MLA for Shelburne County
- In office June 20, 1906 – June 25, 1925 Serving with Moses H. Nickerson, Smith Nickerson, Maurice Nickerson, Frank E. Smith, Ernest Howard Armstrong
- Preceded by: Thomas Johnston George A. Cox Thomas Robertson Moses H. Nickerson
- Succeeded by: Ernest Reginald Nickerson

Speaker of the Nova Scotia House of Assembly
- In office January 31, 1917 – June 25, 1925
- Preceded by: James F. Ellis
- Succeeded by: Albert Parsons

17th Lieutenant Governor of Nova Scotia
- In office April 7, 1937 – May 31, 1940
- Monarch: George VI
- Governors General: The Lord Tweedsmuir The Earl of Athlone
- Premier: Angus Lewis Macdonald
- Preceded by: Walter Harold Covert
- Succeeded by: Frederick Francis Mathers

Personal details
- Born: January 17, 1865 Shelburne, Nova Scotia
- Died: May 16, 1941 (aged 75) Shelburne, Nova Scotia
- Party: Liberal
- Occupation: salesman

= Robert Irwin (Canadian politician) =

Canadian politician (1865–1941)

Robert Irwin (January 17, 1865 - May 16, 1941) was a merchant and political figure in Nova Scotia, Canada, and father of Robert Grandy and Prescott St.

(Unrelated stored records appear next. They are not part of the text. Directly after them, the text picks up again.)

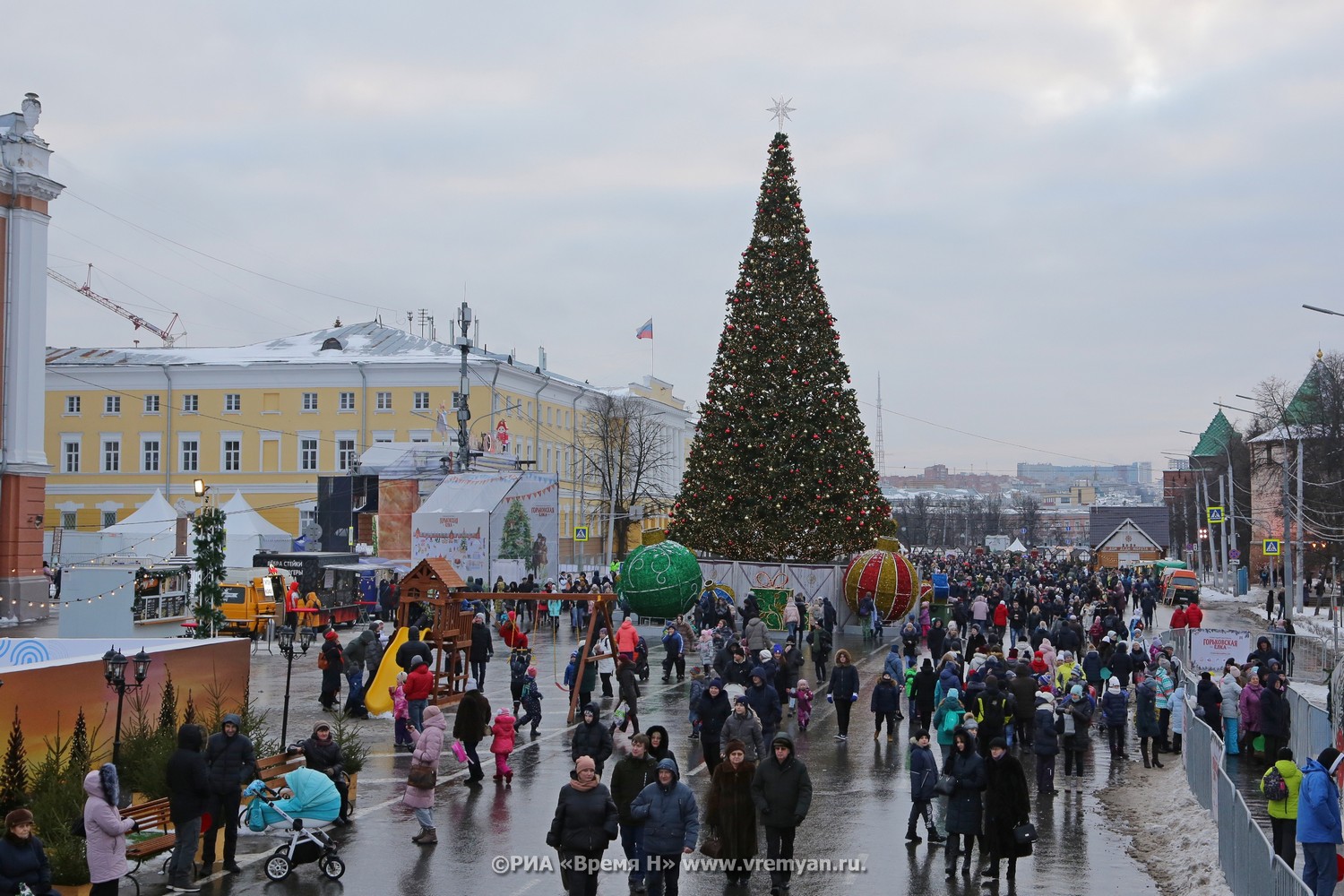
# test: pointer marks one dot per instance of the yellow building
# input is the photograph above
(268, 419)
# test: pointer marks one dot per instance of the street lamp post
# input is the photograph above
(287, 646)
(115, 670)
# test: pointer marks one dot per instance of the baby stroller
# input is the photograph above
(314, 802)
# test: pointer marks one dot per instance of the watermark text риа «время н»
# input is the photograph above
(582, 864)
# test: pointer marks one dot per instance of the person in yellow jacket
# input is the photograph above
(1282, 813)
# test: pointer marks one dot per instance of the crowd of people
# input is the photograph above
(1032, 659)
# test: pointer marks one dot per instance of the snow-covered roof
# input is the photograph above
(241, 519)
(152, 517)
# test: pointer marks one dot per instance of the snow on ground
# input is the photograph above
(1180, 857)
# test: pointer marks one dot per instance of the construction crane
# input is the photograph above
(166, 335)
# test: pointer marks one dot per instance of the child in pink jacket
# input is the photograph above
(503, 745)
(401, 715)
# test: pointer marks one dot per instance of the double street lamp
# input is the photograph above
(115, 670)
(287, 646)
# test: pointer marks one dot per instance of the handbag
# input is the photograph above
(422, 778)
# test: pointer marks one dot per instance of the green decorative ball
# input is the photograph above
(660, 579)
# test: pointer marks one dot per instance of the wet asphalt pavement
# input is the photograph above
(859, 809)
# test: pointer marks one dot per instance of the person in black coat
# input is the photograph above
(1045, 743)
(781, 791)
(323, 754)
(583, 825)
(483, 649)
(1210, 699)
(924, 775)
(844, 692)
(924, 689)
(188, 791)
(233, 763)
(1007, 806)
(1276, 713)
(591, 737)
(964, 806)
(335, 659)
(23, 860)
(714, 711)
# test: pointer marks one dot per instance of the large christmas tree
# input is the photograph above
(780, 468)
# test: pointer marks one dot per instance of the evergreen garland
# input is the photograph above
(210, 565)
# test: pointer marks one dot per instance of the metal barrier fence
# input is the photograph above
(1244, 850)
(1306, 657)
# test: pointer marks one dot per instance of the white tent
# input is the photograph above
(151, 519)
(247, 532)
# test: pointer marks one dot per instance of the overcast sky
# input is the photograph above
(1062, 228)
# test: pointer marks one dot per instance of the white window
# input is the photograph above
(344, 452)
(150, 450)
(306, 452)
(70, 450)
(233, 454)
(190, 454)
(112, 455)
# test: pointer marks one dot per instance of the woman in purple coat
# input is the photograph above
(107, 831)
(429, 745)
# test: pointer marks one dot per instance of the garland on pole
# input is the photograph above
(209, 540)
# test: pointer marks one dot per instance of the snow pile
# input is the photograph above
(1180, 857)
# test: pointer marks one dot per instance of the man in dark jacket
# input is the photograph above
(714, 710)
(765, 702)
(782, 794)
(591, 737)
(483, 648)
(231, 762)
(413, 648)
(629, 777)
(671, 826)
(188, 791)
(357, 657)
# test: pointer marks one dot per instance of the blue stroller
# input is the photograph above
(314, 802)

Clair. He represented Shelburne County in the Nova Scotia House of Assembly from 1906 to 1925 as a Liberal member. Irwin was the 17th Lieutenant Governor of Nova Scotia from 1937 to 1940.

==Life and career==
He was born in Shelburne, Nova Scotia, the son of Robert Gore Irwin and Isabel Archer, and was educated there. Irwin worked for fifteen years as a travelling salesman before establishing a lumber and dry goods business at Shelburne. In 1894, he married Mary Prescott McGill. Irwin was speaker for the provincial assembly from 1917 to 1925. He died in Shelburne. His brother Harry Irwin was Hawaii Attorney General and a judge in Hawaii. His brother Fred was a physician and surgeon in Hawaii. They also had a brother named Archer.